I send out frequent updates regarding my work on LinkedIn – if you are not a follower, please reach out and ask to join.
Some highlights:
 For an introduction to the unified framework: Click here for a video of my 90minute tutorial at Northwestern University (Feb 2020). Click here for PowerPoint slides
 Scroll down to “Educational materials” for more material.

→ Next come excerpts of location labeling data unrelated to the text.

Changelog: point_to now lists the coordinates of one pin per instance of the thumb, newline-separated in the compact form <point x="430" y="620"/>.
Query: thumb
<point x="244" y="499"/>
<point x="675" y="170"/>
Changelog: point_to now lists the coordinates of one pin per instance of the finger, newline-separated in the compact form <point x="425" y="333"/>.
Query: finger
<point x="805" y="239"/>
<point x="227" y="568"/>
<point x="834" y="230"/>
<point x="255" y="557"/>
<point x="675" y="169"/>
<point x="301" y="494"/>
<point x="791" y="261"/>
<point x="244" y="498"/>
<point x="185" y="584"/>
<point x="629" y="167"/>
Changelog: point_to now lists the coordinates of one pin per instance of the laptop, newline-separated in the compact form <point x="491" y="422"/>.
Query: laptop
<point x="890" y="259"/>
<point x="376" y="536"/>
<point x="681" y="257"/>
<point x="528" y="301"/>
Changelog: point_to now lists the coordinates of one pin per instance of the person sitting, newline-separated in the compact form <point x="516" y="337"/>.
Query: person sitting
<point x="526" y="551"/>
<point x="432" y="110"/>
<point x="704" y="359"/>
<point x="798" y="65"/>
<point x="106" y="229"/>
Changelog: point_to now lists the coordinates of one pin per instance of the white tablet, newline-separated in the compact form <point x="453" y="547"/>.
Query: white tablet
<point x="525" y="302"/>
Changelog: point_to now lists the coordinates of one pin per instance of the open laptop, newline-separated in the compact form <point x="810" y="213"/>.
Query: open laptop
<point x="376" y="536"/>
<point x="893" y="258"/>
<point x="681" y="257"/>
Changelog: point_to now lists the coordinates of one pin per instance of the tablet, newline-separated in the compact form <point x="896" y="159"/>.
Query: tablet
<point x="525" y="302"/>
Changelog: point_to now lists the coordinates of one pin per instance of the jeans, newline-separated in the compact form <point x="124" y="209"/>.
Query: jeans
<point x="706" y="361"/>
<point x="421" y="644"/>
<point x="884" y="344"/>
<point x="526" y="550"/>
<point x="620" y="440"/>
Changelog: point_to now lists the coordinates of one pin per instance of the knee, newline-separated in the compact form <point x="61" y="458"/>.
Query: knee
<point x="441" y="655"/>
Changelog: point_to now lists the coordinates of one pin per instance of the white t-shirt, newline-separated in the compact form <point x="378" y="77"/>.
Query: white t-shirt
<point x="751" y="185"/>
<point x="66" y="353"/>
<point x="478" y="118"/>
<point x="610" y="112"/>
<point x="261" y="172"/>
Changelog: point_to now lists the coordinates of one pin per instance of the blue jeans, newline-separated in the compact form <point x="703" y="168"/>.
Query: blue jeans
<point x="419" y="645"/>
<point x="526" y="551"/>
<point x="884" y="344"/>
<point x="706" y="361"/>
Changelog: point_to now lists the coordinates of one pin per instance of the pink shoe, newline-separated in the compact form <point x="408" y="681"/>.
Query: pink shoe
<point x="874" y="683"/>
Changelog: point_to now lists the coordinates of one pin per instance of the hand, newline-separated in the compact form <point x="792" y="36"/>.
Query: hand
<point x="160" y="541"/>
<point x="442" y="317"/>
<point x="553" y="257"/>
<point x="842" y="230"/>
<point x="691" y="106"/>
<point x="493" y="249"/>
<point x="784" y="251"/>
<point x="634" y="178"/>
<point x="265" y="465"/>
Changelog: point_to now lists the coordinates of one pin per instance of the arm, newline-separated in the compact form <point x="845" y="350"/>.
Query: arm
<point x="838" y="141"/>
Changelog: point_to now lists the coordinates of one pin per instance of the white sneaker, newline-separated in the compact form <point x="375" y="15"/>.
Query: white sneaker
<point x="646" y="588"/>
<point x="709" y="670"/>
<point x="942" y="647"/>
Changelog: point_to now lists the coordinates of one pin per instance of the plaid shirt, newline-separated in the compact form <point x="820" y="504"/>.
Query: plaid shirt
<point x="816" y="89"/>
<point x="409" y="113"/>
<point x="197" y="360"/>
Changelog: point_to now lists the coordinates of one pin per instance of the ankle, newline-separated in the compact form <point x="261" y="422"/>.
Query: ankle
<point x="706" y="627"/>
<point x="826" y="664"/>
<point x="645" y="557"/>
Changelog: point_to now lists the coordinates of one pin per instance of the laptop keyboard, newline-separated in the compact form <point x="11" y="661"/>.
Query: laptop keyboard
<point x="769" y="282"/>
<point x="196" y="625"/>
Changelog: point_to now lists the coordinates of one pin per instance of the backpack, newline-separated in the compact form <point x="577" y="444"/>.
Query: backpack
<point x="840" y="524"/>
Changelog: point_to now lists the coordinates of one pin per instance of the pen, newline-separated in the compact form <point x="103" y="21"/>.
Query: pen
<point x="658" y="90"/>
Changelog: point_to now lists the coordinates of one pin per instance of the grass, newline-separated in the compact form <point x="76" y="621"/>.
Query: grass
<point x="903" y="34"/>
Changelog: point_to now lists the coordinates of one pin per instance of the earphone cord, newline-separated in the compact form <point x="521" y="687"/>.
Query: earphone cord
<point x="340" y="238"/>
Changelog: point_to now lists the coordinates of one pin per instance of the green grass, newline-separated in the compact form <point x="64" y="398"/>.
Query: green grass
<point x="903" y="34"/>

Scroll down to “Talks and videos” for other presentations.
Sequential decision problems are problems that consist of decision, information, decision, information, …. while incurring costs/receiving rewards. Sequential decision problems cover an incredibly broad problem class, spanning engineering, the sciences, business, economics, finance, health, transportation, energy and ecommerce. The problems may be discrete dynamic programs, continuous control problems, graph problems, stochastic search, active learning, and multiagent games and applications.
We have a very good handle on modeling deterministic optimization problems, but the universe of problems that involve sequential decisions and information have resisted being expressed in the kind of common canonical framework that has become universal in deterministic optimization.
Sequential decision problems are so diverse that the field has become fragmented into a Balkanized set of communities with competing algorithmic strategies and modeling styles. It is easy to spend a significant part of a career mastering the subtleties of each perspective on stochastic optimization, without recognizing the common themes.
We have developed a unified framework that covers all of these communities. We break all sequential decision problems into five components: state variables, decision variables, exogenous information variables, the transition function and the objective function, where we search over policies (functions) for making decisions. We have identified two core strategies for designing policies (policy search, and policies based on lookahead approximations), each of which further divides into two classes, creating four classes that cover all of the solution approaches in the books illustrated above.
The modeling and algorithmic challenges involve three core elements:
 Modeling the problem (state variables, decision variables, exogenous information processes, transition function, objective function).
 Modeling the uncertainty (uncertainty quantification)
 Designing policies
There is a growing community, which started in computer science, which uses the term “reinforcement learning” to refer to sequential decision problems. Click here for my explanation of “artificial intelligence,” “machine learning,” and “reinforcement learning.”
Our approach does not replace any prior work: rather, it brings all of this work together, and helps to identify opportunities for crossfertilization. A good way to think of the unified framework is “standing on the shoulders of giants.”
Educational materials:
All of the material below, including the material for the graduate course, is written for students with an undergraduate course in probability and statistics. Occasionally a second course in probability may be useful, and I occasionally present problems that use linear programming, but in a way that can be read without a full course in math programming (there may be occasional exceptions).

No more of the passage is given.